Tag: research

Molecular work 01: Plasmid extraction:

For plasmids, gDNAs, RNAs etc extraction, nowadays, we use commercial kits. I do not know when we started using commercial kits, but in early 2000s, many laboratories still used non-commercial methods- lab made Sol I (lysozyme lysis buffer), II (Acid buffer) and III (Alkaline buffer), following Phenol, Chloroform, and Isopropanol clearance after extraction. The most successful companies for plasmid kits may be Quiagen and Macherey-Nagel. They have plasmid kids for Mini, Midi, Maxi, Giga, Endo toxin free! In my mind, MN yields were better than Quiagen, but Giga prep I have used only Qiagen kit, so I am not sure whether MN has Giga prep kits as well. Quiagen, Promega and MN are still the most successful companies I think. Quiagen’s market occupancy started before 2000 even in South Korea. Also someone who is old like me might know and used CsCl plasmid purification. What I learned first during my Master degree training, was plasmid purification using CsCl ultracentrifuge method. It was simple but took time. My Master degree mentor Dr. Seho Park preferred CsCl at that time. I do not know which method he likes currently.

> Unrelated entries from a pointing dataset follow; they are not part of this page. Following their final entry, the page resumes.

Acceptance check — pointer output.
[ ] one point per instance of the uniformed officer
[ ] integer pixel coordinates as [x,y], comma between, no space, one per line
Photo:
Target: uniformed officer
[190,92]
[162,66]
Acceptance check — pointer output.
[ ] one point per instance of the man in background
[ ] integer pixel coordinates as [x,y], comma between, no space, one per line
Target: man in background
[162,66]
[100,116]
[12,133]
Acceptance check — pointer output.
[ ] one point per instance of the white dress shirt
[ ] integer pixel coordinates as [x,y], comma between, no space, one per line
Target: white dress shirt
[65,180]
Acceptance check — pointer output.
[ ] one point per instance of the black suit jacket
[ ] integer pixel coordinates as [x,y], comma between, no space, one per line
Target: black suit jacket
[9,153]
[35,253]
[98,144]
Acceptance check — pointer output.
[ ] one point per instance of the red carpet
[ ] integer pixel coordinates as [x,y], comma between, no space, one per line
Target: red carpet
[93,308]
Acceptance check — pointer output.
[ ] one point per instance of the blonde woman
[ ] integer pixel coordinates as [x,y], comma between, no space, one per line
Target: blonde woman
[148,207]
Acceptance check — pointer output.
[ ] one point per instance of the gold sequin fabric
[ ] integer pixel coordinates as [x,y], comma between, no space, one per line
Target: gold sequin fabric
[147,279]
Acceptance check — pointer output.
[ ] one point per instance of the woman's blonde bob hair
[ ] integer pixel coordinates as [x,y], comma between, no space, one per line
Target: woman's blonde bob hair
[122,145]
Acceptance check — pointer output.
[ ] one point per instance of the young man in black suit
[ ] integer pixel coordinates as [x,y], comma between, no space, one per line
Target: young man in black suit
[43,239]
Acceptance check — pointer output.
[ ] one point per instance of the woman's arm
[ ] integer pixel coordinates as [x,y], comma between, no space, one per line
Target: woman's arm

A few years ago, I saw a biotech company where they work to make a plasmid isolation machine. I’m not quite sure whether they were successful. However, you may hear Thermo KingFisher Plasmid Pro that I never used on my hands. Also you may hear automated lab components provided from Molecular device. I am not sure how they are successful. Long time ago, we/some old generation like me still remember that even we manually moved PCR tubes from different temperature water baths to another for PCR reaction.

About the water

Last step is adding solution either TE (Tris EDTA) or water. I recommend that you have to keep in mind what you are doing, for the next steps, before adding either TE or water. Generally I recommend adding water for the next steps: Restriction enzyme treatment, in vitro (cell), and in vivo (animal) treatment etc. TE definitely is a good solution for storage, but if you keep your plasmid DNAs at -20 °C, they are really safe, not degrading. You also could aliquot them. Usually, if you use water, you could save/reduce amounts of restriction enzyme using small reaction volume. Endo toxin free molecular grade water is easy to purchase from Fisher.

GMP plasmids

Maybe some heard about GMP (Good manufacturing practice) plasmids. I just googled how many GMP plasmids supplying companies are globally. There are quite numbers of companies including Aldevron and Catalent.